De la pourpre cardinalice au rouge bolchevique
L’ex-felquiste Charles Gagnon, secrétaire général de l’organisation communiste marxiste-léniniste En Lutte!, créée en 1972 et sabordée en 1982, avait déclaré être entré dans le maoïsme, une idéologie développée par Mao Zedong, leader du Parti communiste chinois, comme on entre en religion. De nombreux prêtres, qui avaient défroqué, ont adhéré au marxisme-léninisme dans les années 1970. Le nouveau membre devait renoncer à l’ensemble de son éducation bourgeoise, ne lire que de la littérature marxiste et ne fréquenter que des marxistes. Les figures de Mao et de Staline étaient perçues comme infaillibles et leurs écrits comme des textes bibliques.
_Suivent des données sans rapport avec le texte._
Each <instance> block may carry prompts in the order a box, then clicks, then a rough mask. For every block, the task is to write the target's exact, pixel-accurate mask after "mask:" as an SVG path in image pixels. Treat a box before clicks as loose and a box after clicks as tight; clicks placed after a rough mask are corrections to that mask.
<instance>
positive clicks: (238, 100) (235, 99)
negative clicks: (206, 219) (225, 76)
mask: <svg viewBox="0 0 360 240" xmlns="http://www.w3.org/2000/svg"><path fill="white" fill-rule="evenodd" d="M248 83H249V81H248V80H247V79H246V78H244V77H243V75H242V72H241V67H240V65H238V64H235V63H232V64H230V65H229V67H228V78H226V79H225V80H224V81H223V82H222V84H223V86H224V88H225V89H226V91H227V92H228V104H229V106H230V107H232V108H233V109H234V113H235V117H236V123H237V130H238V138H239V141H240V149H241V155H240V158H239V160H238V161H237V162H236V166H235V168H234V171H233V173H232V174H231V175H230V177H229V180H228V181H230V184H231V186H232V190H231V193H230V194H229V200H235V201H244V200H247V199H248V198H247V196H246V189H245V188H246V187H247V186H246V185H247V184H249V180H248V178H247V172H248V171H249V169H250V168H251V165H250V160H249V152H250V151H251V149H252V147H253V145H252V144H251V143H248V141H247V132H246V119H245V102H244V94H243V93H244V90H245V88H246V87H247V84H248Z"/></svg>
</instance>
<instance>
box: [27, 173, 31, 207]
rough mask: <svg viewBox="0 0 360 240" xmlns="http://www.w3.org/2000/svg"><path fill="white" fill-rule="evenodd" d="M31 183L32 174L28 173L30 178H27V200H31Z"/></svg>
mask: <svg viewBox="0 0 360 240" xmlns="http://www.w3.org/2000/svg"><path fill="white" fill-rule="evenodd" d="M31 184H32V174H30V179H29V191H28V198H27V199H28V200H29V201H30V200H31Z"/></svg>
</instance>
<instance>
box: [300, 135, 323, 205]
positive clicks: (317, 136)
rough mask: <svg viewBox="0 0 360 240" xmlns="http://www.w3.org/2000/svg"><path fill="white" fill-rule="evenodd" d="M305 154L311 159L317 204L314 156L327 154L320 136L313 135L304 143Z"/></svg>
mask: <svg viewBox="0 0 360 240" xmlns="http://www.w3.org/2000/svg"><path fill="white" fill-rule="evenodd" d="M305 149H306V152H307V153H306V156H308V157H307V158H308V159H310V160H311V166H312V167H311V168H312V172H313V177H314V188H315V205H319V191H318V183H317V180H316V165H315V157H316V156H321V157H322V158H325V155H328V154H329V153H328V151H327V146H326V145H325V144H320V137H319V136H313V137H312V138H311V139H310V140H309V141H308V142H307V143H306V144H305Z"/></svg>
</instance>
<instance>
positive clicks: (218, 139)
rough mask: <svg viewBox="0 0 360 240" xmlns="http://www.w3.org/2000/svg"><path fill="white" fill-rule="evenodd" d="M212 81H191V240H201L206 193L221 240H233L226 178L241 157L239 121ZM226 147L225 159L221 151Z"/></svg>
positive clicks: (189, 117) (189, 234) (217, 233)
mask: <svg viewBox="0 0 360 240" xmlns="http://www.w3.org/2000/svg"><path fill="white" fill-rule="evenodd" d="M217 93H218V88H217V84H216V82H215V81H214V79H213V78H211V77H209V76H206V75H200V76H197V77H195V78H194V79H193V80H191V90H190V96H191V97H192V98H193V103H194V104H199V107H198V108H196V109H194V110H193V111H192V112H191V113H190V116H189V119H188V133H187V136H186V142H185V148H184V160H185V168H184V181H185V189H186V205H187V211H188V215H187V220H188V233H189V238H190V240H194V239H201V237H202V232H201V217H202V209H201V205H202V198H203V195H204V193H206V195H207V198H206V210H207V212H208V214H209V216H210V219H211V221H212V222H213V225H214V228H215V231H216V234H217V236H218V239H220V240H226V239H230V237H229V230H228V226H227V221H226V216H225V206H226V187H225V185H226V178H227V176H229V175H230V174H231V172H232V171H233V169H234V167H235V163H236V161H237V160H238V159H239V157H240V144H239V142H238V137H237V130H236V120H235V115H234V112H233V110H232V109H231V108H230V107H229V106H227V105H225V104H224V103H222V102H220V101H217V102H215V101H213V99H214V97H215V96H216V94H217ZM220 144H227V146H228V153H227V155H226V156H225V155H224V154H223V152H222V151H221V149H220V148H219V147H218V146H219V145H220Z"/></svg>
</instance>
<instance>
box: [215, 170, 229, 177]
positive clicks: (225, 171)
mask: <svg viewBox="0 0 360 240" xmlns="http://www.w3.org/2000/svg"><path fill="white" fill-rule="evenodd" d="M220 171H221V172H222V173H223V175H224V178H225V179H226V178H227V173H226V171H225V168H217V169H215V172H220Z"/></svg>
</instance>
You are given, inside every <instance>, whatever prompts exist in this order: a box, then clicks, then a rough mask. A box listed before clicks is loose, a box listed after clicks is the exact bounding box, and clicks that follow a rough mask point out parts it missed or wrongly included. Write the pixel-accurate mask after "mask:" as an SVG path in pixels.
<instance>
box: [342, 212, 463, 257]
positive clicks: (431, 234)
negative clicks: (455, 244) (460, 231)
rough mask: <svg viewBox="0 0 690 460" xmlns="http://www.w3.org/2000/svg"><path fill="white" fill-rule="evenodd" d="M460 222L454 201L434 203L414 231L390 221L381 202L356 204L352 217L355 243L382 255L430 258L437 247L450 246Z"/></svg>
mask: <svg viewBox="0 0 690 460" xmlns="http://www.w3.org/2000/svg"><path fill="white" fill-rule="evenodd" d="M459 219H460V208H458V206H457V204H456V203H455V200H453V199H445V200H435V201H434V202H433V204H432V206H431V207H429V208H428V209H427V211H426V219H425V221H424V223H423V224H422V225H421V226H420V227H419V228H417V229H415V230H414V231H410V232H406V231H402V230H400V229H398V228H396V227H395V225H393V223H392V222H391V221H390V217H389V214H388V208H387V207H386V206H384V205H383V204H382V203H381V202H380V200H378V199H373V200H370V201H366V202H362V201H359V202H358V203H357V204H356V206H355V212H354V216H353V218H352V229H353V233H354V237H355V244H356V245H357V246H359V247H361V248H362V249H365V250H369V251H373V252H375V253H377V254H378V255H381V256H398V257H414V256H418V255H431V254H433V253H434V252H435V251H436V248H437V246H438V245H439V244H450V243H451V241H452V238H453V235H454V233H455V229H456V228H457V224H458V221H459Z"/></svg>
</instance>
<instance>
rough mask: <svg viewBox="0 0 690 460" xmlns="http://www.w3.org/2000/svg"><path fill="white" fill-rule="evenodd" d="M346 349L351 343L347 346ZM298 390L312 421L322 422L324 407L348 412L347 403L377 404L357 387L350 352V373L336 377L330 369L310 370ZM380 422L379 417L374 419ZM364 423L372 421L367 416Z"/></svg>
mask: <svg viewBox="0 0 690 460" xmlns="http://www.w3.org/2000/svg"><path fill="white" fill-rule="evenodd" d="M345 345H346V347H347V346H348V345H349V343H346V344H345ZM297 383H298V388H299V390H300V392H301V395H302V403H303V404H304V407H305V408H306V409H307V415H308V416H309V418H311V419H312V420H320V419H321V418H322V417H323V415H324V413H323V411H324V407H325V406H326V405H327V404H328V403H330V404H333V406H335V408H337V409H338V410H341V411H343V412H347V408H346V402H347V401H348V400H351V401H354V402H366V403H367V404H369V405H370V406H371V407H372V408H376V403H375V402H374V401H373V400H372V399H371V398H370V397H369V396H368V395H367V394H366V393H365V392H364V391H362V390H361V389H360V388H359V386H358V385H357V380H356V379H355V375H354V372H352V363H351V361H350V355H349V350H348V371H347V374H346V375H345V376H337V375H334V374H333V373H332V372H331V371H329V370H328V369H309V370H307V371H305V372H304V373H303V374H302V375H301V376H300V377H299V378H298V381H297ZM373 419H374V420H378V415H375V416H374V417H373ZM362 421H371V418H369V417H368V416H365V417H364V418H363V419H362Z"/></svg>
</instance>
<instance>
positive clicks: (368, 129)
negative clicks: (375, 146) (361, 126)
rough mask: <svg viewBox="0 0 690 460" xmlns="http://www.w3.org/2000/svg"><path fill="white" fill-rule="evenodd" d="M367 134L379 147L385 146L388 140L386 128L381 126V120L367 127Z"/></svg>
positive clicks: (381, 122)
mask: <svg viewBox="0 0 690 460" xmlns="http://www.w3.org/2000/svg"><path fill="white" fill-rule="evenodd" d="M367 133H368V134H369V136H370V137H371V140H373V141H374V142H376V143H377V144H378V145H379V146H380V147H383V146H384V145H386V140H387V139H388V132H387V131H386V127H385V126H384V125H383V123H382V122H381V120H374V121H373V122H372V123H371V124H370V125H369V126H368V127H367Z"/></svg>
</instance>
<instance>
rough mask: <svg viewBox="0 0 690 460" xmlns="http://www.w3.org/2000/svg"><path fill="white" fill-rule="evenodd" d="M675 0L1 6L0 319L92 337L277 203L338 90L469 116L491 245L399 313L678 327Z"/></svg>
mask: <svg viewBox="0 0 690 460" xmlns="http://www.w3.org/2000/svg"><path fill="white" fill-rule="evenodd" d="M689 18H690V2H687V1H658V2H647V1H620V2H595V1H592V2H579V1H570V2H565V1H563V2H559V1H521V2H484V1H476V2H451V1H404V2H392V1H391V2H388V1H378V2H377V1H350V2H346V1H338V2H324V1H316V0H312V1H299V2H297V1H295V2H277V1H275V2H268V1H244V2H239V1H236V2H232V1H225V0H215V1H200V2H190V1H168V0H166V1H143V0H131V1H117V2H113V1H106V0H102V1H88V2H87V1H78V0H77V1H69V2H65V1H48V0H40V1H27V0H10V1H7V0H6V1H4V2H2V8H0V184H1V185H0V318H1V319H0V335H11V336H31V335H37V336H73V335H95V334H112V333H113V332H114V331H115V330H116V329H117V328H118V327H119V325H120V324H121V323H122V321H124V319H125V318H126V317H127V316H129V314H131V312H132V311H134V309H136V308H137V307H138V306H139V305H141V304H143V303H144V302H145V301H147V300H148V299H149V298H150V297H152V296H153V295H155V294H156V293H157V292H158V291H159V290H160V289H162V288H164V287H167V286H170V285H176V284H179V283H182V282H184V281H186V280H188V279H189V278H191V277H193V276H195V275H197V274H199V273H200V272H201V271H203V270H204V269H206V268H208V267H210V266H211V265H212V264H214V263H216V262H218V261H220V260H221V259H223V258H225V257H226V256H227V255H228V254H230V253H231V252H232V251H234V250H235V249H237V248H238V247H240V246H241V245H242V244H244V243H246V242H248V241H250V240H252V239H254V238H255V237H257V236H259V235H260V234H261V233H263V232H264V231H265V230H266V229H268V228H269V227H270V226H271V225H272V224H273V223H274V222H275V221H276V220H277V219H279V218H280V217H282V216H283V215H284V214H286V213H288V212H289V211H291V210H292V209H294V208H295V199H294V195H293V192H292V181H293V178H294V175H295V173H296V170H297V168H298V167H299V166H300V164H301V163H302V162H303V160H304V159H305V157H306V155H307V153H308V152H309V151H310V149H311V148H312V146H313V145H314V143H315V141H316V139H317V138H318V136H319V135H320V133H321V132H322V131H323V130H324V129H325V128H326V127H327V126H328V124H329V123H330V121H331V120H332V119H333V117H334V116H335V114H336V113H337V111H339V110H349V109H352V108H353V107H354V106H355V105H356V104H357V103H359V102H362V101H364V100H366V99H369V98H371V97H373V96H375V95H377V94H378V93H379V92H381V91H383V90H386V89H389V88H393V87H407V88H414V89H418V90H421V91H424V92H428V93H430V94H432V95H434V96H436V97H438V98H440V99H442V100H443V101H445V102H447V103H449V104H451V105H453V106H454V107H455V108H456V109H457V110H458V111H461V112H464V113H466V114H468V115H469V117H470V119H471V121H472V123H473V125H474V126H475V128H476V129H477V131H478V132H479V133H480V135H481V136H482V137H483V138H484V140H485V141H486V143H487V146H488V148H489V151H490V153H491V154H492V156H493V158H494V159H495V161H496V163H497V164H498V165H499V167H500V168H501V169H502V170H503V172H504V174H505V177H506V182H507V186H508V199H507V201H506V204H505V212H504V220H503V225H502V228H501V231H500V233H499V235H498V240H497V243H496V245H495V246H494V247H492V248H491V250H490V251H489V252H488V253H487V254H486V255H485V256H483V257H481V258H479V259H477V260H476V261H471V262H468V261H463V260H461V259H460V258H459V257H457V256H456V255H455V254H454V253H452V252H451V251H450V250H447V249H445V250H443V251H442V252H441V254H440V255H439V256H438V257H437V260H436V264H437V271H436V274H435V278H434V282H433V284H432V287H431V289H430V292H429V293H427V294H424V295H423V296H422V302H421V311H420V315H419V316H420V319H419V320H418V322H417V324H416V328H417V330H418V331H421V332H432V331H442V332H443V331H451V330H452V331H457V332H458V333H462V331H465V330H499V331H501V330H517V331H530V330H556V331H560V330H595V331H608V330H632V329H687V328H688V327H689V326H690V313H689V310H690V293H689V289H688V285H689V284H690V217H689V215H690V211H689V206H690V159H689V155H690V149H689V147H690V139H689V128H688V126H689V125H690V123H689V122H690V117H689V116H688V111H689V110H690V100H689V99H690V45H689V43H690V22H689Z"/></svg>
Selon Jean-Philippe Warren, on peut établir des parallèles entre le mouvement marxiste-léniniste et l’Église catholique. De part et d’autre se trouvent des détenteurs de la Vérité, des interprètes certifiés de la Révélation et des fidèles qui suivent les enseignements des officiants. Le rapport à la Vérité et aux textes fondateurs est semblable. Les enseignements sont simplifiés, épurés jusqu’au manichéisme. Une même morale, faite de discipline et de culpabilité, sévit. «Il me semble, soutient-il, qu’on peut parler d’un mysticisme religieux lorsqu’on aborde les groupes marxistes-léninistes québécois.»
Pourquoi le marxisme-léninisme a-t-il pris racine au Québec? «À cette époque, tout était possible, raconte le professeur Warren. On a vu la montée du radicalisme politique entre 1968 et 1970. De jeunes militants arrivent à la conclusion qu’il faut créer un parti d’avant-garde qui va guider les ouvriers vers la terre promise. Ils ont l’impression que seul le marxisme offre une interprétation juste du devenir humain. Il permet de rendre les choses claires. Tous les défis du Québec, comme le nationalisme, le féminisme et la question autochtone, sont relégués au second plan au profit de la lutte des classes. Le communisme est présenté comme une panacée.»